Andrei Akimov, president of Gazprombank, which was mentioned as a possible buyer for Laiki bank shortly after Cyprus President Nicos Anastasiades won the presidential election on February 24, transferred 2 million euros from his Laiki account on March 6 and closed it down, the FT said.
Gazprombank's press service had not replied to an emailed request for comment from RIA Novosti at 6 p.m. Moscow time on Wednesday.
Anastasiades has launched a probe into the country’s banking disaster, including a “priority” investigation into transactions allegedly handled by his family law firm to help well-connected Cypriots, Russians and Ukrainians make last-minute transfers and avoid a “haircut” on their uninsured deposits of over 100,000 euros, the FT said.
The move follows questions over whether a company managed by the president’s son-in-law made use of inside information to transfer more than 20 million euros out of Laiki Bank, Cyprus’ second largest lender, just days before its collapse, the FT said.
The president’s family has come under scrutiny after Haravghi, the Cyprus Communist party newspaper, published a list of more than 100 companies and three individual account holders who pulled more than 500 million euros from Laiki in the two weeks before Cyprus agreed on March 15 to a “haircut” of bank deposits as part of a proposed 10 billion euro ($13 billion) bailout by the EU and International Monetary Fund.
A company controlled by the Loutsios family, which owns two car dealerships in Cyprus, emptied two accounts worth 21 million euros on March 12 and 13, according to the list. Antis and Katia Loutsios had earlier cleaned out two personal accounts on March 3-4 worth another 6 million euros. Anastasiades’ daughter Elsa, a partner in the family law firm, is married to Yannos Loutsios, the couple’s son, according to the paper.
The Loutsios family has denied any wrongdoing but could not be reached for comment by the FT. The company said in a statement quoted by the FT it had transferred 10.5 million euros to Bank of Cyprus and another 10.5 million euros to Barclays Bank in London to buy real estate.

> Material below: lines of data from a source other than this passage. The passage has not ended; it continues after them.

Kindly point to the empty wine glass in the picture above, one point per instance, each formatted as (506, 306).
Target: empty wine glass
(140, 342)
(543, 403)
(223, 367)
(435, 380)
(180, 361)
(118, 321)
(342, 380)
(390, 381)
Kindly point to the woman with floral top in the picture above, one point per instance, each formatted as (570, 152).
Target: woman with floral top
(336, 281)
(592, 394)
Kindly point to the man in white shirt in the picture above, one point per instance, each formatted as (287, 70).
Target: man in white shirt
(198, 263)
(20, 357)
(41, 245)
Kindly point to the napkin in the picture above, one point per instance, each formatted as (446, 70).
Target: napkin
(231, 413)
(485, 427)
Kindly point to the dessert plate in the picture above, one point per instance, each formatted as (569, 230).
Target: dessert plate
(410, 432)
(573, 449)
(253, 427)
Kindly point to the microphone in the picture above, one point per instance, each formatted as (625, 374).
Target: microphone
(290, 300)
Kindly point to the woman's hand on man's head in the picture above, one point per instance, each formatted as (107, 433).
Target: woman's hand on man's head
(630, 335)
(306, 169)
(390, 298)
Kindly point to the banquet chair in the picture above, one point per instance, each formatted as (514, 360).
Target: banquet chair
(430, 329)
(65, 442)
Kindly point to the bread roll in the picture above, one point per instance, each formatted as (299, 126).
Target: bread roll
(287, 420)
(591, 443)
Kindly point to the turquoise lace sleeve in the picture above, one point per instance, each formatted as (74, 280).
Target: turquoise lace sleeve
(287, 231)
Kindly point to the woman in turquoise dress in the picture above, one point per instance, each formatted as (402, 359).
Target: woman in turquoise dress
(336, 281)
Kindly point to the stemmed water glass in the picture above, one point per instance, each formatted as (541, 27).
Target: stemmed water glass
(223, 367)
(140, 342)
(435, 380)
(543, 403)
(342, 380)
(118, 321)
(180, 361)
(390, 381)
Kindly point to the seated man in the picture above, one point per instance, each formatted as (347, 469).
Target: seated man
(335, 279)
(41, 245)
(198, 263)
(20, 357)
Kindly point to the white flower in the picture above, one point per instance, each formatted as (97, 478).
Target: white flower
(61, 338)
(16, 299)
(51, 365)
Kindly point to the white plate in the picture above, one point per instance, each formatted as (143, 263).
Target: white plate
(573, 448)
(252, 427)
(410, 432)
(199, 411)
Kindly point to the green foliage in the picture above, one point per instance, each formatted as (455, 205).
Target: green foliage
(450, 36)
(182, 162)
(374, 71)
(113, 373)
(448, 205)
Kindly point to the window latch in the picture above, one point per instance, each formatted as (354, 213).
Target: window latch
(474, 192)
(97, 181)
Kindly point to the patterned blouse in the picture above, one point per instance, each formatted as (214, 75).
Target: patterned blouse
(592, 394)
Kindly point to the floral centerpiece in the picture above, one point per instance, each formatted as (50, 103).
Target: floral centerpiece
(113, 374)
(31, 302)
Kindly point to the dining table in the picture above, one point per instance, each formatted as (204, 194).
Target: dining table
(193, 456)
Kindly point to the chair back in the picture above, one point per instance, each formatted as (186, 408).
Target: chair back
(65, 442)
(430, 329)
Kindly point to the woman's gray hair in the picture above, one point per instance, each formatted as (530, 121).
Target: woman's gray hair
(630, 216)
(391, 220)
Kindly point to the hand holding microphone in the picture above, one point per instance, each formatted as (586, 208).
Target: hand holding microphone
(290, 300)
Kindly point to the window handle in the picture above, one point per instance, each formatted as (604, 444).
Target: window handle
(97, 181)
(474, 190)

Companies controlled by Rinat Akhmetov, Ukraine’s wealthiest businessman, which are clients of Anastasiades’ law firm, withdrew $30 million from Laiki in the first two weeks of March, according to the Haravghi list.
A spokesperson for System Capital Management, the holding company for Akhmetov’s diversified business group, told the FT: “The potential for a financial crisis was widely reported in the international media in advance of EU intervention. Therefore SCM management took prudent action to limit our banking exposure in Cyprus in the weeks and days in advance of the Cyprus debt restructuring.”